Border Patrol, ICE officials offer forum

LYONS — An open forum coordinated by members of Wayne Action for Racial Equality and Wayne County Sheriff Barry Virts brought area residents together with officials of Border Patrol and Immigration and Customs Enforcement last month as part of Border Patrol efforts to do more community outreach.

U.S. Border Patrol Deputy Chief Daniel Hiebert answered questions written on postcards by many of the nearly 100 people who attended the forum, which took place at the Wayne County Board of Supervisors chamber. He also outlined the Border Patrol’s new strategic plan, which Hiebert said focuses on integration and rapid response.

As the federal enforcement arm of the Department of Homeland Security, the Border Patrol operation has more than doubled in size following the terrorist attacks of Sept. 11, 2001, from about 10,000 agents at that time to more than 21,000 today, Hiebert explained. When he began on the job 26 years ago, there were 2,700 agents nationally, he added.

The number of agents covering the northern U.S. border increased from 350 to more than 2,200 in the past decade, and the Buffalo sector, which includes Rochester, has grown from 39 agents to 313. The Buffalo sector’s current annual budget is $2.14 million, said Hiebert, who heads up the sector’s headquarters on Grand Island.

A strategic plan was necessary to provide accountability for all the additional manpower, funding and equipment Border Patrol has received in the past decade, especially given the country’s new economic realities, he added.

"We have all this stuff, now what do we do with it?" Hiebert asked rhetorically. "We’re reactive instead of proactive when it comes to doing things."

The strategic plan calls for better utilizing data to make decisions on how to best use Border Patrol’s resources, he said. And an integration component of the strategic plan includes assisting local law enforcement departments — by sharing information and assets — as well as reaching out to communities, especially along the northern U.S. border, to improve communication and relationships.

Hiebert likened the job of Border Patrol to being cops on the street while ICE agents act as detectives on cases.

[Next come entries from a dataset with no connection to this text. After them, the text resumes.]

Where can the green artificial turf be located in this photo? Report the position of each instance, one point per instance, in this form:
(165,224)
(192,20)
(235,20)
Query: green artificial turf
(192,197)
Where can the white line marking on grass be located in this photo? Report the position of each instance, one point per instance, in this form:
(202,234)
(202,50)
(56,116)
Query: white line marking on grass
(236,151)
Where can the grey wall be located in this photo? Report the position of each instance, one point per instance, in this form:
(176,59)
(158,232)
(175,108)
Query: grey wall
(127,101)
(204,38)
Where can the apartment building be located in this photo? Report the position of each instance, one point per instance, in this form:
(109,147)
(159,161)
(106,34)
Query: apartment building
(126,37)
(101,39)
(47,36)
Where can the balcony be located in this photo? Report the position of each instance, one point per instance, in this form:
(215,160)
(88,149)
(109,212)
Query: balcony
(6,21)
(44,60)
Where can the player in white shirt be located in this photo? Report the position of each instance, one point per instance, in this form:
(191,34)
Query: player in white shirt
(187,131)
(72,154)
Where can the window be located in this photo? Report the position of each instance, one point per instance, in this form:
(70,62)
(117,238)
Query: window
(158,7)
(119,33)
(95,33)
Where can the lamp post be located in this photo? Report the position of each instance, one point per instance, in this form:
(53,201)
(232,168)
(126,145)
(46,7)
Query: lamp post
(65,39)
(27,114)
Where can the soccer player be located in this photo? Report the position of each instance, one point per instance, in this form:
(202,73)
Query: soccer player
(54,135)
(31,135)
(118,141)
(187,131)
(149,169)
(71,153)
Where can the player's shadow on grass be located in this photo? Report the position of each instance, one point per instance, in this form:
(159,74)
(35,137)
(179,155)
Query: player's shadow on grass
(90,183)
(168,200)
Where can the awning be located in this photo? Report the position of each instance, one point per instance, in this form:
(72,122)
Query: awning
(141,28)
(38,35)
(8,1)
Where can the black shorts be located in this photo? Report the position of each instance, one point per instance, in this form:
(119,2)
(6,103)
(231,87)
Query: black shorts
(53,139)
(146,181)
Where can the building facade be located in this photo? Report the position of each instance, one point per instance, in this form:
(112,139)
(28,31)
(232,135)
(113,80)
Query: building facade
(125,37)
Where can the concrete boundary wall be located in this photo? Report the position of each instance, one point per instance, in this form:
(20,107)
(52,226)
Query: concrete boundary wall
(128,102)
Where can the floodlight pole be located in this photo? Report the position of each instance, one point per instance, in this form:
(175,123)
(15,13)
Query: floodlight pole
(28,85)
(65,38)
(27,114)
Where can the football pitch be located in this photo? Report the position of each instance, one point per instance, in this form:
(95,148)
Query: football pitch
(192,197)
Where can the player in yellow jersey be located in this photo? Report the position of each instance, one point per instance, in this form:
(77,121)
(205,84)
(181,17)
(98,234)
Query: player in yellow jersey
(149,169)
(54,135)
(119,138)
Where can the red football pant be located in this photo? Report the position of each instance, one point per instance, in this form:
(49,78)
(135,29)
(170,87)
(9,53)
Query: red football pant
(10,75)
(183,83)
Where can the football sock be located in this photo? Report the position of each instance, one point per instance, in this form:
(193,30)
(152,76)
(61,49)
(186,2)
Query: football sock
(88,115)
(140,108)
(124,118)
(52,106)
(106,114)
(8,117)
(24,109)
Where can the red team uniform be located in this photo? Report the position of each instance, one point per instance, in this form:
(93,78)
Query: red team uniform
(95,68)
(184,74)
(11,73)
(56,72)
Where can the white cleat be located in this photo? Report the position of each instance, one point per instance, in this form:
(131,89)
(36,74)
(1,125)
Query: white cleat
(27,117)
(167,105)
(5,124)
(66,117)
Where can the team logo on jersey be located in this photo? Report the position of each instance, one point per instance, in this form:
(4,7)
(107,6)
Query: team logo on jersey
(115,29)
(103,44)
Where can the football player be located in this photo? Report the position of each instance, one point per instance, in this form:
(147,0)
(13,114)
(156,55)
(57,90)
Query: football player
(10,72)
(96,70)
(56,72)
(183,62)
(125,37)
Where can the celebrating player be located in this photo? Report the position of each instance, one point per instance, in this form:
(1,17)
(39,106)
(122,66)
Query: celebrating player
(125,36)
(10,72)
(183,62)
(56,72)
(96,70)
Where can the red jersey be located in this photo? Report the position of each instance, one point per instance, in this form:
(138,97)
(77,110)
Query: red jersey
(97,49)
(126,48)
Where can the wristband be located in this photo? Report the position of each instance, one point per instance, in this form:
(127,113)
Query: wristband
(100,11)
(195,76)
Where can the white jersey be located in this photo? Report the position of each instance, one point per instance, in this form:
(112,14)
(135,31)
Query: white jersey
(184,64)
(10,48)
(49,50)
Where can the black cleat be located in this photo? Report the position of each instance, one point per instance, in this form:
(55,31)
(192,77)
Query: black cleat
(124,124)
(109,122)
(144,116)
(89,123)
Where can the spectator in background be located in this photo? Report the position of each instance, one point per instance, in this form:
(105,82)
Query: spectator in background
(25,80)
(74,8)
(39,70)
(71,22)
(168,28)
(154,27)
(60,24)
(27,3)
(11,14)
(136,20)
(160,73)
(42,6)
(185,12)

"One of the things that Border Patrol has not traditionally been good at is engaging community where we live in and work … and have communities help us and we help communities," he said.

Border Patrol also provides funding and equipment to local law-enforcement departments and the New York State Police when seeks their help on cases through Operation Stonegarden, which is a federal grant program administered by the Federal Emergency Management Program to assist with Homeland Security anti-terrorist efforts, Hiebert said.

He noted, however, that Border Patrol does not ask state and local police "to do active immigration enforcement."

Jim Wood, a professor at St. John Fisher College in Pittsford who also is a member of Wayne Action for Racial Equality, said that he appreciated the willingness of Border Patrol and ICE officials, who also were on hand to answer questions, to share so much information about what they do. But he said that he was alarmed by Hiebert’s comments that there are no job requirements for agents beyond high school diplomas and that their training doesn’t cover interpersonal interactions. Such training would assist agents in their daily dealings with people they stop, which are usually one-on-one interactions, he said.

Wood said he was heartened, though, that due to public pressure, agents in the Buffalo sector are required to report their stops — something Hiebert acknowledged is not required in other areas.

"That’s a point of pride to the activism in this area," Wood added.

He said that another important point made by Hiebert made was that agents have little prosecutorial discretion because their job is to enforce the laws of this country.

"That’s the other concept that keeps striking me," Wood said. "That’s the important battle … there needs to be alteration in the law."